On method calling order and benchmarked events

  • Transaction.execute() :: Logs benchmarks for events like:

    • INIT :: The transaction’s init() method.

    • PRE_CHECK

    • CHECK

    • POST_CHECK

    • PRE_TRANSACTION

    • TRANSACTION -> typically calls database.backend.transaction.[BackendTransaction].execute(), which in turn calls, some levels deeper, backend.transaction.....execute(<k extends   BackendTransaction> t) -> see next point

  • backend.transaction.[...].execute(transaction) :: This method is benchmarked again (via parent class BackendTransaction), this is probably the deepest level of benchmarking currently (Benchmark is logged as e.g. <RetrieveFullEntity>...</>). It finally calls [MySQLTransaction].execute().

  • [MySQLTransaction].execute() :: This is the deepest backend implementation part, it typically creates a prepared statement and executes it.

  • Currently not benchmarked separately:

    • Getting the actual implementation (probably fast?)

    • Preparing the SQL statement

    • Executing the SQL statement

    • Java-side caching

What is measured

For a consistent interpretation, the exact definitions of the measured times are as follows:

SQL logs

As per https://mariadb.com/kb/en/general-query-log, the logs store only the time at which the SQL server received a query, not the duration of the query.

Possible future enhancements

Transaction benchmarks

Transaction benchmarking manually collects timing information for each transaction. At defined points, different measurements can be made, accumulated and will finally be returned to the client. Benchmark objects may consist of sub benchmarks and have a number of measurement objects, which contain the actual statistics.

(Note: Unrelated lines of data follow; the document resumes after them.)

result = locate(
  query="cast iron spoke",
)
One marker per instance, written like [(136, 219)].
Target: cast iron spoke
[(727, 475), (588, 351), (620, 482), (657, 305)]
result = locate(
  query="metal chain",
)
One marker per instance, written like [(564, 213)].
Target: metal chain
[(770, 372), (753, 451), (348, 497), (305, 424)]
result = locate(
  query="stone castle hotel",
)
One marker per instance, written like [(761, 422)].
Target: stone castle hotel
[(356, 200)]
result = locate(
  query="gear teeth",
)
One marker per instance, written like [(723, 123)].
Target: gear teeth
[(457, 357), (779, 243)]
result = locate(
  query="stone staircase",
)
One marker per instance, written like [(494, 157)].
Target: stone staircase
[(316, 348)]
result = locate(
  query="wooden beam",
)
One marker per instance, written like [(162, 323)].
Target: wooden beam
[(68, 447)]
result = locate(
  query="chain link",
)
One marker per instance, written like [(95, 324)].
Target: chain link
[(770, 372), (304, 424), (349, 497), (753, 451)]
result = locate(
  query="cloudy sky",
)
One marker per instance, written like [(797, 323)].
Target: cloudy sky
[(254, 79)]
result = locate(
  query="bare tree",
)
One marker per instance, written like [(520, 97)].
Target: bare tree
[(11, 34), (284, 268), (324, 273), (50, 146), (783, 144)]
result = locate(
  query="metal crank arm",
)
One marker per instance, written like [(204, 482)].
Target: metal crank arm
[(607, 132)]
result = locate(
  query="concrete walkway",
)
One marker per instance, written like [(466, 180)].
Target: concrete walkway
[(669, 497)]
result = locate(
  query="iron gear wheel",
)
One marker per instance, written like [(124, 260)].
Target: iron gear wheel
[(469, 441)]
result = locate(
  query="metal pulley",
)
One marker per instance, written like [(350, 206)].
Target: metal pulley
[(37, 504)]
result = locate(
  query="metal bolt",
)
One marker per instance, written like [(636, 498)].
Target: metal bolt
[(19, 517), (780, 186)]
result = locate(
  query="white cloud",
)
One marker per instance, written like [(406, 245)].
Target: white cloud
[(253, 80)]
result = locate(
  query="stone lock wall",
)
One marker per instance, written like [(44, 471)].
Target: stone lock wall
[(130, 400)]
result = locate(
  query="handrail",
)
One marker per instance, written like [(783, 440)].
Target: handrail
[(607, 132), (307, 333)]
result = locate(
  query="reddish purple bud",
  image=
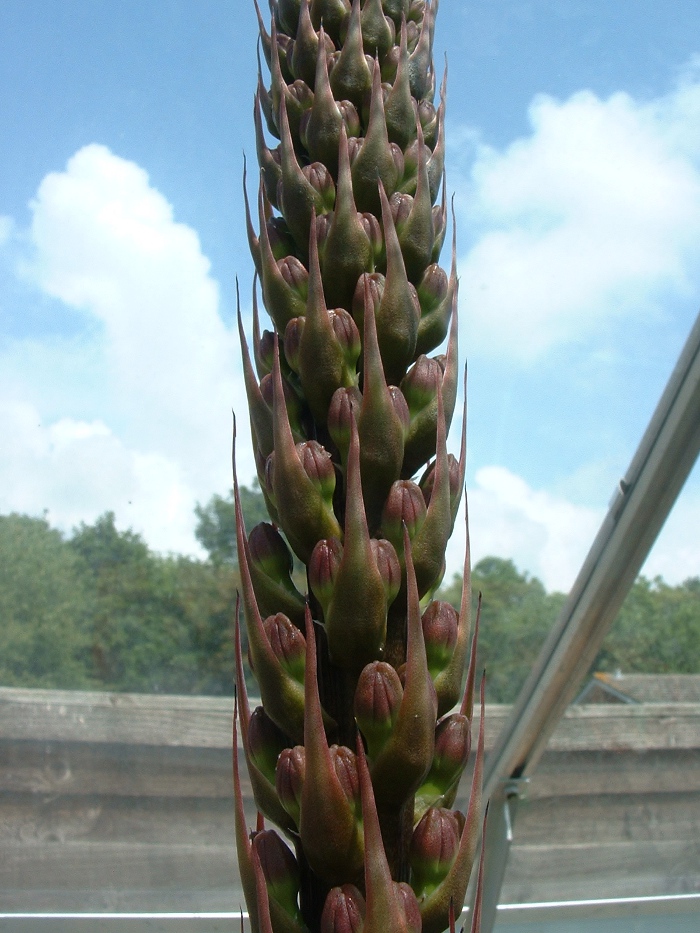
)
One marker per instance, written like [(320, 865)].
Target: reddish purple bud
[(410, 907), (281, 240), (400, 205), (440, 628), (419, 385), (351, 118), (321, 180), (374, 233), (347, 335), (318, 466), (345, 405), (279, 868), (434, 848), (376, 282), (344, 911), (289, 779), (400, 406), (427, 481), (432, 288), (405, 503), (452, 746), (292, 339), (388, 565), (295, 275), (288, 644), (266, 741), (323, 569), (269, 552), (345, 764), (377, 700)]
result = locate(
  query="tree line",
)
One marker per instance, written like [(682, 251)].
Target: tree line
[(97, 609)]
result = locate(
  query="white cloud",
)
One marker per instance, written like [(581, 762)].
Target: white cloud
[(142, 425), (592, 216), (543, 534)]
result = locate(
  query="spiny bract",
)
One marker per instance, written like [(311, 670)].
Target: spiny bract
[(355, 754)]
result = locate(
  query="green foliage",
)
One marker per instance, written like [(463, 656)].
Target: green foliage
[(657, 629), (516, 615), (101, 610), (216, 522), (46, 606)]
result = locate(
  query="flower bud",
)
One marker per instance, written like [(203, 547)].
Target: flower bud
[(427, 481), (377, 700), (279, 868), (433, 849), (281, 240), (373, 230), (292, 339), (345, 765), (408, 903), (375, 281), (404, 504), (351, 118), (388, 565), (452, 747), (347, 335), (344, 911), (269, 553), (265, 741), (295, 275), (323, 569), (322, 181), (400, 406), (345, 403), (419, 385), (288, 644), (289, 779), (440, 628), (318, 466)]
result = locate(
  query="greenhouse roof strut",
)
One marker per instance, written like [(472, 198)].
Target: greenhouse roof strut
[(641, 503)]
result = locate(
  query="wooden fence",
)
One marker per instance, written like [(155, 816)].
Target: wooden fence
[(123, 802)]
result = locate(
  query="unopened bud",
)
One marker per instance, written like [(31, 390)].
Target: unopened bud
[(347, 335), (376, 283), (377, 700), (318, 466), (404, 504), (265, 741), (419, 385), (269, 552), (433, 849), (295, 275), (292, 339), (323, 569), (321, 180), (279, 868), (344, 910), (345, 765), (351, 118), (440, 627), (427, 481), (288, 644), (289, 779), (345, 404), (388, 565)]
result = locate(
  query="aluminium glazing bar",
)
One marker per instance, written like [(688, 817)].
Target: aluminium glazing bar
[(640, 506)]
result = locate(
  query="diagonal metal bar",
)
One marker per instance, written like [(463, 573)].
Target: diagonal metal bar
[(639, 508)]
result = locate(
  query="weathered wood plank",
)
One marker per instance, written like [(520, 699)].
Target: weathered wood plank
[(205, 722)]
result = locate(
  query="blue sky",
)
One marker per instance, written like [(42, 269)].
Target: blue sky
[(574, 154)]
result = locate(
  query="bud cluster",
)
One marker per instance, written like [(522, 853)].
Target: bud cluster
[(355, 754)]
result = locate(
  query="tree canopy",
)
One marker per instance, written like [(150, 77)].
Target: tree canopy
[(99, 609)]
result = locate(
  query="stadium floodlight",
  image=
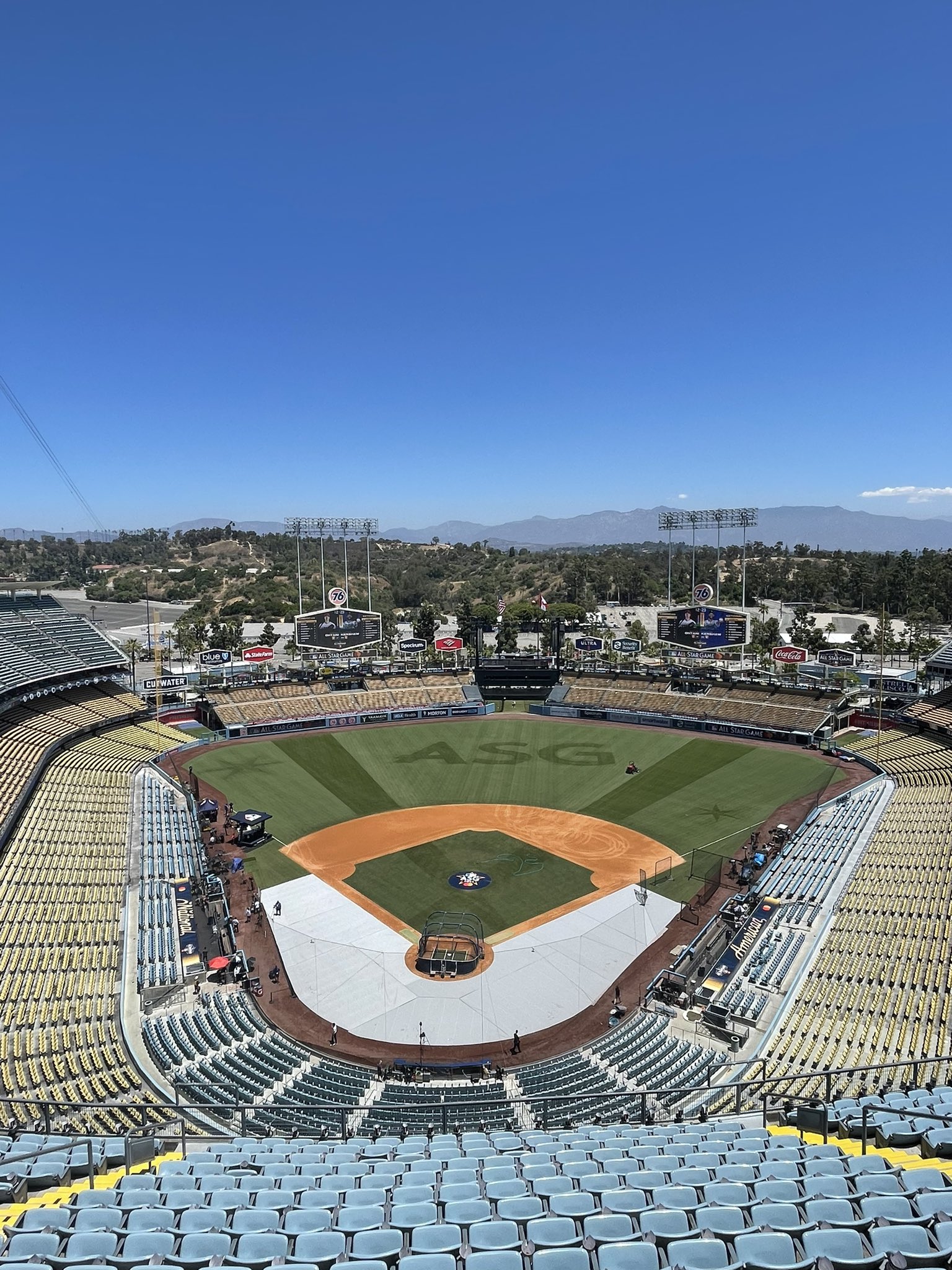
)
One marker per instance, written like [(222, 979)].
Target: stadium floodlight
[(715, 518), (330, 527)]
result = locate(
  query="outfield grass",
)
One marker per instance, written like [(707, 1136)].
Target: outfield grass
[(692, 791), (526, 882)]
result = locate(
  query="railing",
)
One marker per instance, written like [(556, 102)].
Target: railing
[(762, 1096)]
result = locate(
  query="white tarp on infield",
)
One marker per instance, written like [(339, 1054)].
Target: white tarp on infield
[(350, 968)]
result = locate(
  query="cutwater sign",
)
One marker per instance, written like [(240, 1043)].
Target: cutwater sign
[(471, 881), (167, 683)]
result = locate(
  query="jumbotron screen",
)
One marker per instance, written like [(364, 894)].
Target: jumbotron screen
[(338, 630), (702, 628)]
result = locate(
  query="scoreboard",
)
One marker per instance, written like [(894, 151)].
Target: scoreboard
[(338, 630), (702, 628)]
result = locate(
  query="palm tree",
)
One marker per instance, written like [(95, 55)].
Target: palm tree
[(131, 648)]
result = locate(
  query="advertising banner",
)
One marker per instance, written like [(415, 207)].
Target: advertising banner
[(168, 683), (835, 657), (413, 646), (259, 653), (215, 657), (788, 654)]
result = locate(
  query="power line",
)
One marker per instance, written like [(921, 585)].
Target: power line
[(55, 463)]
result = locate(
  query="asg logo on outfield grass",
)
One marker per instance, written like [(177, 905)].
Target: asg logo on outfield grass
[(472, 881)]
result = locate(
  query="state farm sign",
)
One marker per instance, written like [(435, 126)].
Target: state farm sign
[(788, 653), (262, 653)]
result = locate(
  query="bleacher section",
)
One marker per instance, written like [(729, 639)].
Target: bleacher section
[(169, 851), (27, 730), (295, 701), (935, 711), (619, 1197), (41, 641), (878, 990), (805, 869), (782, 709), (61, 898), (225, 1053)]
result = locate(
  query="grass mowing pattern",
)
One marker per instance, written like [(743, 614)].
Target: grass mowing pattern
[(526, 882), (691, 791)]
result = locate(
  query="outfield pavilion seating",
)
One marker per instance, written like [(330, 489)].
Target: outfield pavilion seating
[(170, 850), (278, 701), (933, 711), (617, 1197), (785, 709), (878, 988), (29, 729), (804, 870), (41, 641), (61, 900)]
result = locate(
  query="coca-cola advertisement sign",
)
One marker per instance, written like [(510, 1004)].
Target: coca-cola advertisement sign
[(788, 653)]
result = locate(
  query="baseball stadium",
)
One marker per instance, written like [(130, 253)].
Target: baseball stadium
[(369, 969)]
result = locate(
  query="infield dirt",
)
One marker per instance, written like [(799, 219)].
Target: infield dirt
[(614, 854)]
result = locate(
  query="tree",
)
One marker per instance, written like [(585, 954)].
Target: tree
[(638, 630), (133, 648), (804, 630), (863, 639), (764, 634), (426, 623), (507, 637)]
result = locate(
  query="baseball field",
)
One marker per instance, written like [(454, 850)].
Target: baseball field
[(690, 793)]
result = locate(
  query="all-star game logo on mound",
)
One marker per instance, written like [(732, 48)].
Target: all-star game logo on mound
[(471, 881)]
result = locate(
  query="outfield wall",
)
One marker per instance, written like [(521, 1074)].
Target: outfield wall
[(353, 721), (679, 722)]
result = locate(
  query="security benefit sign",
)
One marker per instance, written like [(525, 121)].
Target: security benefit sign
[(338, 630), (702, 628)]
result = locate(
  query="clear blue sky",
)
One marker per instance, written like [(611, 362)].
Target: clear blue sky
[(428, 260)]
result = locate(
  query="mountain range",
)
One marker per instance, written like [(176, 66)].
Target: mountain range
[(827, 527)]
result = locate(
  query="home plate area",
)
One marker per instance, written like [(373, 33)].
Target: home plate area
[(351, 968)]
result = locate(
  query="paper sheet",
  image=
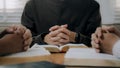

Because transaction benchmarks must be manually added to the server code, they only monitor those code paths where they are added. On the other hand, their manual nature allows for a more abstracted analysis of performance bottlenecks.

Java profiler

VisualVM records for each thread the call tree, specifically which methods were called how often and how much time was spent inside these methods.

Global requests

Python scripts may measure the global time needed for the execution of each request. fill_database.py obtains its numbers this way.